[zurück zur Suche]

 

Sie sehen hier eine historische Nachrichtenmeldung der früheren Nachrichtenagentur ddp/ADN (ab 2010 "dapd") vom 19.08.1995, 05:16 Uhr.

Die dts Nachrichtenagentur hält die umfangreichen Nutzungs- und Verwertungsrechte. Bei Fragen zu Sondernutzungsrechten oder Lizenzierung wenden Sie sich an unseren Vertrieb.

 

ddp/ADN0020 4 pl 267

Justiz/Kruzifix/Richterbund
(ddpADN-Interview) Richterbund warnt vor überzogener Kritik am Bundesverfassungsgericht

Bonn (dts Nachrichtenagentur/ddpADN). Der Deutsche Richterbund (DRB) hat vor "Grenzüberschreitungen" bei der Kritik am Bundesverfassungsgericht nach dem sogenannten Kruzifix-Urteil gewarnt. Natürlich seien Beschlüsse der Karlsruher Richter ebenso "kritikfähig" wie etwa Entscheidungen des Gesetzgebers, sagte DRB-Geschäftsführer Peter Marqua in einem Gespräch mit der Nachrichtenagentur ddpADN in Bonn. Dabei dürfe es jedoch nicht zu "polemischen Ausfällen" gegen das Verfassungsgericht oder gar zu Widerstands-Aufrufen gegen die Karlsruher Entscheidungen kommen.

Marqua verwies darauf, daß das Bundesverfassungsgericht "letztverbindlich über die Auslegung der Verfassung" entscheide. Wenn eine Karlsruher Entscheidung nicht gefalle, könne nicht deswegen das Bundesverfassungsgericht und "damit die verfassungsmäßige Ordnung in der Bundesrepublik in Frage gestellt" werden. Wer etwa zum Ungehorsam gegen Beschlüsse des Bundesverfassungsgerichts auffordere - wie es nach dem sogenannten Kruzifix-Urteil geschehen sei -, kündige den demokratischen Konsens auf, ohne den ein "Rechtsstaat freiheitlicher Prägung" wie die Bundesrepublik nicht existieren könne.

Der DRB-Geschäftsführer betonte zugleich, mit seiner Entscheidung habe das Bundesverfassungsgericht "voll im Einklang mit seinen Zuständigkeiten gehandelt". Zwar könne "abstrakt und theoretisch" über die Kompetenzen des Verfassungsgerichts gestritten werden, doch sei zu fragen, ob sich eine solche Debatte an konkreten Entscheidungen der Karlsruher Richter entzünden sollte.

Seiner Auffassung nach solle allerdings an den "grundgesetzlichen Zuständigkeiten des Bundesverfassungsgerichts in keiner Weise gerüttelt werden", fügte Marqua hinzu.

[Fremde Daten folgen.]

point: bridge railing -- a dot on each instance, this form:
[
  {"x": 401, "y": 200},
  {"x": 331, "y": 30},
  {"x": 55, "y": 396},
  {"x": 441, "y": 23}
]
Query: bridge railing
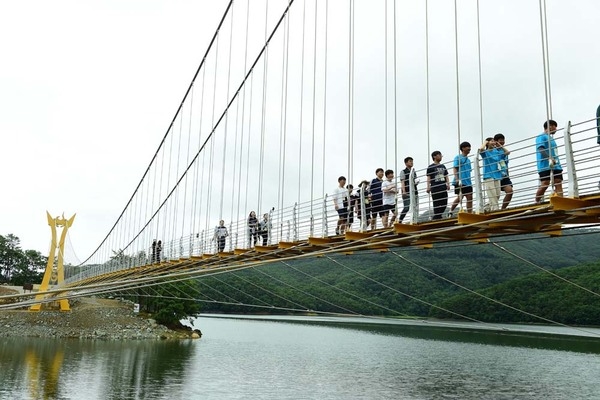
[{"x": 578, "y": 151}]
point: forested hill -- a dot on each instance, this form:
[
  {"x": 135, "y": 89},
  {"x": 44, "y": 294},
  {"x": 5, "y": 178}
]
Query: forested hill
[{"x": 405, "y": 281}]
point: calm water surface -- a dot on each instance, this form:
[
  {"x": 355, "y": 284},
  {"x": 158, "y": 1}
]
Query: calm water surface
[{"x": 263, "y": 359}]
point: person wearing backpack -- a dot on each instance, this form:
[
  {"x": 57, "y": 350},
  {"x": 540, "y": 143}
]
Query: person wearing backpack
[
  {"x": 264, "y": 228},
  {"x": 220, "y": 235}
]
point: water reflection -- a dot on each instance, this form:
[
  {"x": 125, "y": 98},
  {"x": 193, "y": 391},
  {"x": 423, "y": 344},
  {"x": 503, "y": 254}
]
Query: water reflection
[
  {"x": 534, "y": 337},
  {"x": 49, "y": 369}
]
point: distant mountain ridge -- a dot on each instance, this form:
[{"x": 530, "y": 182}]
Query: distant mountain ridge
[{"x": 411, "y": 281}]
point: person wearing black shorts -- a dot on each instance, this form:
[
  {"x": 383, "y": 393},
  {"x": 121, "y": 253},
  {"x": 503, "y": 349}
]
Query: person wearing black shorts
[
  {"x": 340, "y": 196},
  {"x": 376, "y": 197},
  {"x": 438, "y": 185},
  {"x": 505, "y": 183}
]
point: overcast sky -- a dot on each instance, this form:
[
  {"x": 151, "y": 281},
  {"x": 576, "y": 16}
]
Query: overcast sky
[{"x": 89, "y": 88}]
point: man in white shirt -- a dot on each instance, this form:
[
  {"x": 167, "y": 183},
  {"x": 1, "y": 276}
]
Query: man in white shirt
[
  {"x": 389, "y": 190},
  {"x": 339, "y": 195}
]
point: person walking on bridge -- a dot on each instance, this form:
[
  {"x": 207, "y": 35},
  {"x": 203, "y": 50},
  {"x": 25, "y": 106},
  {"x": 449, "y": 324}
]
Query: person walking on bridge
[
  {"x": 340, "y": 196},
  {"x": 405, "y": 178},
  {"x": 376, "y": 197},
  {"x": 252, "y": 229},
  {"x": 463, "y": 187},
  {"x": 505, "y": 183},
  {"x": 548, "y": 163},
  {"x": 221, "y": 235},
  {"x": 438, "y": 184}
]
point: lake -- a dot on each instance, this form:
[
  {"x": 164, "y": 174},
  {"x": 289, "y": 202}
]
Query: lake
[{"x": 311, "y": 358}]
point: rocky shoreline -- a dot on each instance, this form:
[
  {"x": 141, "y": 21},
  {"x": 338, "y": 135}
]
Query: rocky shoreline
[{"x": 89, "y": 318}]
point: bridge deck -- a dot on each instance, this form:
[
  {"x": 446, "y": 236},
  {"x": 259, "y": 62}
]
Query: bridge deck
[{"x": 547, "y": 218}]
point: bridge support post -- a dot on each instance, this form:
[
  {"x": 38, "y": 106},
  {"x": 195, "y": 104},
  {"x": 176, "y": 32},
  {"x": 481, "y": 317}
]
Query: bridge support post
[
  {"x": 571, "y": 171},
  {"x": 55, "y": 273}
]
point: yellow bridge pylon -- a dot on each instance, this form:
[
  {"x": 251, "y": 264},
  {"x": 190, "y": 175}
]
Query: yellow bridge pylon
[{"x": 55, "y": 273}]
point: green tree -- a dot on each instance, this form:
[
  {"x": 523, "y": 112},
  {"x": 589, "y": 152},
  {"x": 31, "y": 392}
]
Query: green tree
[
  {"x": 30, "y": 269},
  {"x": 11, "y": 256}
]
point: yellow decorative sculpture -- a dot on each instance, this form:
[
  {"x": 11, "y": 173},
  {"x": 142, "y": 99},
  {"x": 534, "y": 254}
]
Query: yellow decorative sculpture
[{"x": 55, "y": 273}]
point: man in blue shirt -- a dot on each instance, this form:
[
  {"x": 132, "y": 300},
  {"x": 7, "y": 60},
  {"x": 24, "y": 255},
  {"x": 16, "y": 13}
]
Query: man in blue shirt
[
  {"x": 462, "y": 177},
  {"x": 492, "y": 170},
  {"x": 506, "y": 185},
  {"x": 547, "y": 161},
  {"x": 438, "y": 185},
  {"x": 376, "y": 197}
]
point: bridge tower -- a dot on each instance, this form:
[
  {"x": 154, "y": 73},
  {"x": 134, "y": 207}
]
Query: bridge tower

Schließlich habe man in den mehr als 40 Jahren, in denen das Verfassungsgericht Recht spreche, "beste Erfahrungen damit gemacht". Das Gericht habe "sicherlich konsensbildend und auch friedensstiftend" gewirkt, unterstrich der DRB-Geschäftsführer. Dabei liege es "in der Natur der Sache", daß nicht alle Entscheidungen auf ungeteilte Zustimmung treffen könnten.